У него всегда водились деньги, и матери он их не отдавал. Мать называла его «волчищей». Он и вправду чем-то походил на волка. То ли хищной, ползущей вверх улыбкой, то ли немигающим, прокалывающим взглядом светло-серых глаз. Робка знал, что Борька шился с ворьем, часто не ночевал дома, пропадал по нескольку дней и часто являлся выпивши. Ходил он в черном бобриковом пальто с белым шелковым шарфом, в хромовых, всегда начищенных сапогах, а на голове — кепочка с «иждивенцем». Так называлась пуговица, которую пришивали на «восьмиклинку». У него была своя компания, в которую он никогда не брал Робку, хотя был старше его на четыре года. В компании этой кружились ребята и моложе Борьки. Например, Гаврош. Он жил в бараке на Кадашевской набережной, отец у него был вор в законе и сидел уже третий срок, потому Гаврош пользовался особым уважением среди шпаны всего района, и даже взрослые блатные принимали его на равных.
В ограблении продовольственного магазина у Тишинского рынка Гаврош участвовал вместе с Борькой и еще двумя взрослыми парнями. Взяли их через неделю — попался барыга, который сплавлял краденое на той же Тишинке. Все трое получили приличные сроки: по восемь лет, а Гаврошу тогда еще не было шестнадцати, и, как несовершеннолетнему, ему дали три года условно. Больше всех не повезло Борьке — ему только стукнуло восемнадцать, и он сразу схлопотал срок на восемь лет.
- Если бы они частную квартирку грохнули, ну трешник от силы дали бы, — говорил Егор Петрович. — А за государственное мотают на всю катушку. Хорошо еще, что червонец не влепили.
Мать встретила беду мужественно. Ночью Робка слышал, как она плакала в подушку, сморкалась и что-то шептала, но на людях мать держалась спокойно, говорила жестко:
- Дураку наука будет. Ладно, бог даст, вернется.
Поди, в тюрьме тоже люди сидят.
Бабка очень убивалась, часто плакала и после суда надолго заболела. Робка бегал в магазин за молоком, выстаивал громадные очереди. Мать грела молоко, разбавляла медом и поила бабку с ложечки. Бабку потянуло на воспоминания. Говорят, так бывает с человеком, когда смерть на подходе и он эту смерть уже чует. Как правило, единственным слушателем бабки был Робка.

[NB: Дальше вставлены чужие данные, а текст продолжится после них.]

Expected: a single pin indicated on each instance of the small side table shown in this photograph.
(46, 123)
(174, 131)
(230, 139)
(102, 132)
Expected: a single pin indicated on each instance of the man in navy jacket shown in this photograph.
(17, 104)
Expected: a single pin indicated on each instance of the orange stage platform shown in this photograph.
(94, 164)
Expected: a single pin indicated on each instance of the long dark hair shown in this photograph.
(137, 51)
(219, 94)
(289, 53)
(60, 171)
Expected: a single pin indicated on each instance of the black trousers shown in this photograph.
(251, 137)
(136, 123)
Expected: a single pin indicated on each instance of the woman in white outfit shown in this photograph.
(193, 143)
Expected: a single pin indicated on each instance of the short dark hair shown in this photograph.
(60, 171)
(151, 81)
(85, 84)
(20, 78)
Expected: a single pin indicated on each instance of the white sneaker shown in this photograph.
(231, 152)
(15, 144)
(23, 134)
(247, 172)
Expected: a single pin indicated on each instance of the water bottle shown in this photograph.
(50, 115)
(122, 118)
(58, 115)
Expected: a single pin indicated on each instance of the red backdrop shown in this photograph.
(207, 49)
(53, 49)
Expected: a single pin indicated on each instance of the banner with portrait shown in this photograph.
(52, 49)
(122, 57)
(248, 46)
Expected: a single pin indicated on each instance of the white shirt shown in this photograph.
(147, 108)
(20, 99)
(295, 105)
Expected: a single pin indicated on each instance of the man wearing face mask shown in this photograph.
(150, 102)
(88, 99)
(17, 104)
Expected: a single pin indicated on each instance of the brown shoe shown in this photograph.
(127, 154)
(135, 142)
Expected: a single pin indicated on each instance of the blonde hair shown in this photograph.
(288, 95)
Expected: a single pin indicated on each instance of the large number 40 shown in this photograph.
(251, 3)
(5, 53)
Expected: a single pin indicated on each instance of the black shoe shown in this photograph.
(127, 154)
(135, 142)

- Лампа в деревне у нас была... — вспоминала старуха, сморкаясь и утирая слезящиеся глаза. — Пятнадцать лет не меняли. Петруха ту лампу разбил. Чуть пожару не наделал. Все говорили, ох, не к добру, ох, не к добру — плохая примета. И точно, аккурат через неделю война началась... Ушел Петруха и как в воду канул.
- Батя наш старше Петр ухи был? — спрашивал Робка.
- Семен-то? Семен старше-ей! Семена-то я, посчитай, с тридцать шестого не видала. Как в город подался, так и закрутило батьку вашего. И чего ему в деревне не хватало? У нас там конура для Полкана и та поболе энтой комнаты была... Нешто так бы мы жили, если бы не эта окаянная коллективизация?.. А после война... Мужиков работящих в доме пятеро было! Бывало, за стол вечерять садимся, так цельный колхоз, хоть председателя выбирай!
- Поехали обратно на Онегу жить, бабань, — великодушно предлагал Робка.
- Некуда ехать, Робка, — горестно качала седой головой бабка. — Ишшо в сорок первом немец все дотла пожег. Разве что одна Онега и осталась…
- Онега большая, бабаня?
- Большая, конца-края не видать... красавица!
- Больше Черного моря? — недоверчиво переспрашивал Робка.
- Куды там Черному морю! — махала рукой бабка. — Супротив Онеги, унучек, ни одно море не устоит.
Там весь наш род зачался. Ежели б не война, цельная деревня одни Крохины были бы! А теперь вот — конура, да вы горемычные... — Бабка опять начинала всхлипывать и сморкаться в большой несвежий платок.
Робка чувствовал душевную близость с бабкой, и близость эта никогда не выражалась в словах или каких-нибудь особенных поступках. Он просто чувствовал — и все.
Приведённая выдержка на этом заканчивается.